A Plagiarism Scandal Is Unfolding In The Crossword World


http://fivethirtyeight.com/features/a-plagiarism-scandal-is-unfolding-in-the-crossword-world/

Agroup of eagle-eyed puzzlers, using digital tools, has uncovered a pattern of copying in the professional crossword-puzzle world that has led to accusations of plagiarism and false identity.

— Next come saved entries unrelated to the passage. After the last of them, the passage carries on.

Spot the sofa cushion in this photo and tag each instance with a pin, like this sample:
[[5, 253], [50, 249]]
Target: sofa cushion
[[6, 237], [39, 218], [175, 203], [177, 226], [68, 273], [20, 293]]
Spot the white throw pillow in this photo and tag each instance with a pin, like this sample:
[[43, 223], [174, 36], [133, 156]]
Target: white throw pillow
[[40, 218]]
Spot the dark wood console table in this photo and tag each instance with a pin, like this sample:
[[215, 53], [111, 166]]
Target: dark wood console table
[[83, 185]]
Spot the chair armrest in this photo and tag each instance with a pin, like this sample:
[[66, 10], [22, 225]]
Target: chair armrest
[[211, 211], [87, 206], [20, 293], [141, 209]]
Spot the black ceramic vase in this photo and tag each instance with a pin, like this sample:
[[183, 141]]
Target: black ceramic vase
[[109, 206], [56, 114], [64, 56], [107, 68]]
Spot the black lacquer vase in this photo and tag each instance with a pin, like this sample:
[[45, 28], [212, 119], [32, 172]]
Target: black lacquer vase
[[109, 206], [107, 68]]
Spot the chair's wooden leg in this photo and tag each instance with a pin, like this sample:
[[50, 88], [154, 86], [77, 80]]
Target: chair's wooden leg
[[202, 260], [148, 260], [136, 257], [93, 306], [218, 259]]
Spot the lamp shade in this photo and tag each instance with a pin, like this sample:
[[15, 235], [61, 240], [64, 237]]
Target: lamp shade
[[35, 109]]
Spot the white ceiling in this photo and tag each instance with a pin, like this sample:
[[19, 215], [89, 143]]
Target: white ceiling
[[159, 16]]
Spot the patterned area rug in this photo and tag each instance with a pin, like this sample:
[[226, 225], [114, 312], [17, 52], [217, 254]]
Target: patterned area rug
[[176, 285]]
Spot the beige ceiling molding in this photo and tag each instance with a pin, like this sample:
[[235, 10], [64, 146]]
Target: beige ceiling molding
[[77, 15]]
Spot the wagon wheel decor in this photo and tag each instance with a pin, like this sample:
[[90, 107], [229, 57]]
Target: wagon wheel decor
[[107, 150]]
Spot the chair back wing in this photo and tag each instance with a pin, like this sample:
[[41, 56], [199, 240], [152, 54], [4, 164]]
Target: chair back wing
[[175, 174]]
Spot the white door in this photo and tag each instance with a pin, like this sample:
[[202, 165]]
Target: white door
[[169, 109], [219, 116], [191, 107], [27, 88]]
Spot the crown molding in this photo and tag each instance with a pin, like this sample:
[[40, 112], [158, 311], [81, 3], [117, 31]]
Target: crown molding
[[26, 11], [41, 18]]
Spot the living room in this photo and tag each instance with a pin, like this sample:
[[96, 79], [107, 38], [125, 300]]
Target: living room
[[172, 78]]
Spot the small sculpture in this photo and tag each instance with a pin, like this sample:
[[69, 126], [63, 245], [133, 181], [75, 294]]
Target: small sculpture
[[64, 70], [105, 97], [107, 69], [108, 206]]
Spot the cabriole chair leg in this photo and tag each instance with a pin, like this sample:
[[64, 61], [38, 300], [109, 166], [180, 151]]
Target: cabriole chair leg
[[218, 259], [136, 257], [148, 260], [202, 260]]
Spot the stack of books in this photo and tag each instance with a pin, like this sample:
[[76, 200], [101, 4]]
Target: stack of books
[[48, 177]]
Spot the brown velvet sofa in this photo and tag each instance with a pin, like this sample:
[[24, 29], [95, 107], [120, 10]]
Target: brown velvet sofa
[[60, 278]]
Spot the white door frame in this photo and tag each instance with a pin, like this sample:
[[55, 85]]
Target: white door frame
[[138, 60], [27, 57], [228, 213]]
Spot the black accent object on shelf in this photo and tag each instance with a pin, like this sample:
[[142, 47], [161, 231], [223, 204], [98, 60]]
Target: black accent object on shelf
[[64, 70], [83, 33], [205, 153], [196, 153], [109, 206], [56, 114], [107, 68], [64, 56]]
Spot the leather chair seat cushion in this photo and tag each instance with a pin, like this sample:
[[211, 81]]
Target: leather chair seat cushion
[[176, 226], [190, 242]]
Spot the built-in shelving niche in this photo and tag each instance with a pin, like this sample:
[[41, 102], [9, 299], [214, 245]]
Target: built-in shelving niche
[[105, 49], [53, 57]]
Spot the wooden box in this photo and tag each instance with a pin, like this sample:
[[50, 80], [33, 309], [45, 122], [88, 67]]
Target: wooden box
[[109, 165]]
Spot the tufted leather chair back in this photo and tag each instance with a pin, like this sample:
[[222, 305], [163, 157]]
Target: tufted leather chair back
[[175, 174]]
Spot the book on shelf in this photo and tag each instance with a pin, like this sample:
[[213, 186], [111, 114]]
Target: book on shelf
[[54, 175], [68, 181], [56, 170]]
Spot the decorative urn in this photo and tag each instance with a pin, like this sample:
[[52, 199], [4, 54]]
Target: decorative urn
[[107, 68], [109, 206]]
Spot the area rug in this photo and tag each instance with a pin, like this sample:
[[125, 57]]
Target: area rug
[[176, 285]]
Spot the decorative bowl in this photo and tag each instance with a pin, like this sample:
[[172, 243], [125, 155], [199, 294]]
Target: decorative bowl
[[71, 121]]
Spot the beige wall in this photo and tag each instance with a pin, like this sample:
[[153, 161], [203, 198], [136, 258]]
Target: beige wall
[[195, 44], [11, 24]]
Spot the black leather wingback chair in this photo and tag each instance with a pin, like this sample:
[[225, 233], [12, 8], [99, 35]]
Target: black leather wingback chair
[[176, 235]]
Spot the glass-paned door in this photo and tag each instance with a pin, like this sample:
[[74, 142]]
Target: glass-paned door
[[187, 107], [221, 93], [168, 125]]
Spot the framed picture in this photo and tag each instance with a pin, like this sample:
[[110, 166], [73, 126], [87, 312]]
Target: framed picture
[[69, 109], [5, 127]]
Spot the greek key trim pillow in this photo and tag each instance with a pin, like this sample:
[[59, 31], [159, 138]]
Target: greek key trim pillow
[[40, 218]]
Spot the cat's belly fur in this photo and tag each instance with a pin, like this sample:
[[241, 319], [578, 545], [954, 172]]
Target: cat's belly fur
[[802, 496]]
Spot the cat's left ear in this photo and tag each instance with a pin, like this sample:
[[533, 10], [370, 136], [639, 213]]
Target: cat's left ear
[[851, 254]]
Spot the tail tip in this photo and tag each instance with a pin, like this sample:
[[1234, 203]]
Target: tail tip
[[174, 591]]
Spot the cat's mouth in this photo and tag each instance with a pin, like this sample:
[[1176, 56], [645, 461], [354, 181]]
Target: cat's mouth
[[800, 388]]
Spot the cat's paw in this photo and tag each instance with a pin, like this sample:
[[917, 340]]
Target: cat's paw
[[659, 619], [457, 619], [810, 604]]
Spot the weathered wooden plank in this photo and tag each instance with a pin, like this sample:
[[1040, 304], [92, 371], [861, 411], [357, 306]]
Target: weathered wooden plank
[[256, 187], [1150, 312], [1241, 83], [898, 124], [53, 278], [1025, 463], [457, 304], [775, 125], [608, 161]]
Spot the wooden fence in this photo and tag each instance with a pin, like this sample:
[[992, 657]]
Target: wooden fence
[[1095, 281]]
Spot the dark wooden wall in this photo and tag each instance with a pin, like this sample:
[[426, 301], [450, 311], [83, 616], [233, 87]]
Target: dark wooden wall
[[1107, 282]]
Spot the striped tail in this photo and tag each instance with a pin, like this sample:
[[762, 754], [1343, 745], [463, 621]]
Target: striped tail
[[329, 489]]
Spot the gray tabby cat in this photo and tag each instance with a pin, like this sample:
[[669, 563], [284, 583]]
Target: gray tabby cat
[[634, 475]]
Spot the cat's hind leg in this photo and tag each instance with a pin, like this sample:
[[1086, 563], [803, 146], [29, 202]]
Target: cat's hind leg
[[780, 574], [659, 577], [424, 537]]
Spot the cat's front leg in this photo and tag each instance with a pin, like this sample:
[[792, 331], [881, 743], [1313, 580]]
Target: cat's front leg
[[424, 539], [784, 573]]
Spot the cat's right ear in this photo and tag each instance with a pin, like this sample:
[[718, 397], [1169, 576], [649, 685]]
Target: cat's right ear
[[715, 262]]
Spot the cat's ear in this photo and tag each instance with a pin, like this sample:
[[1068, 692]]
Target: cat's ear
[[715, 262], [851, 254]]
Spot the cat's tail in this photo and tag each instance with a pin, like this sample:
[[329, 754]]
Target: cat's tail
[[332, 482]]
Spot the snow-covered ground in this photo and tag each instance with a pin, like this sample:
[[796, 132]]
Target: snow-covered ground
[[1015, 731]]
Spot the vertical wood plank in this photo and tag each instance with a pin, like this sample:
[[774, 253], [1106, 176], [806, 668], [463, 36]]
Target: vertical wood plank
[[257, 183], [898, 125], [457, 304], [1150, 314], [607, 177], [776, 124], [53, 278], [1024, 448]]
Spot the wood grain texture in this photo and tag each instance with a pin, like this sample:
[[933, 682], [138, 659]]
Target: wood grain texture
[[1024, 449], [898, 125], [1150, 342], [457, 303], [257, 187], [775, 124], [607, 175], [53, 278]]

Since 1999, Timothy Parker, editor of one of the nation’s most widely syndicated crosswords, has edited more than 60 individual puzzles that copy elements from New York Times puzzles, often with pseudonyms for bylines, a new database has helped reveal. The puzzles in question repeated themes, answers, grids and clues from Times puzzles published years earlier. Hundreds more of the puzzles edited by Parker are nearly verbatim copies of previous puzzles that Parker also edited. Most of those have been republished under fake author names.
Nearly all this replication was found in two crosswords series edited by Parker: the USA Today Crossword and the syndicated Universal Crossword. (The copyright to both puzzles is held by Universal Uclick, which grew out of the former Universal Press Syndicate and calls itself “the leading distributor of daily puzzle and word games.”) USA Today is one of the country’s highest-circulation newspapers, and the Universal Crossword is syndicated to hundreds of newspapers and websites.
On Friday, a publicity coordinator for Universal Uclick, Julie Halper, said the company declined to comment on the allegations. FiveThirtyEight reached out to USA Today for comment several times but received no response.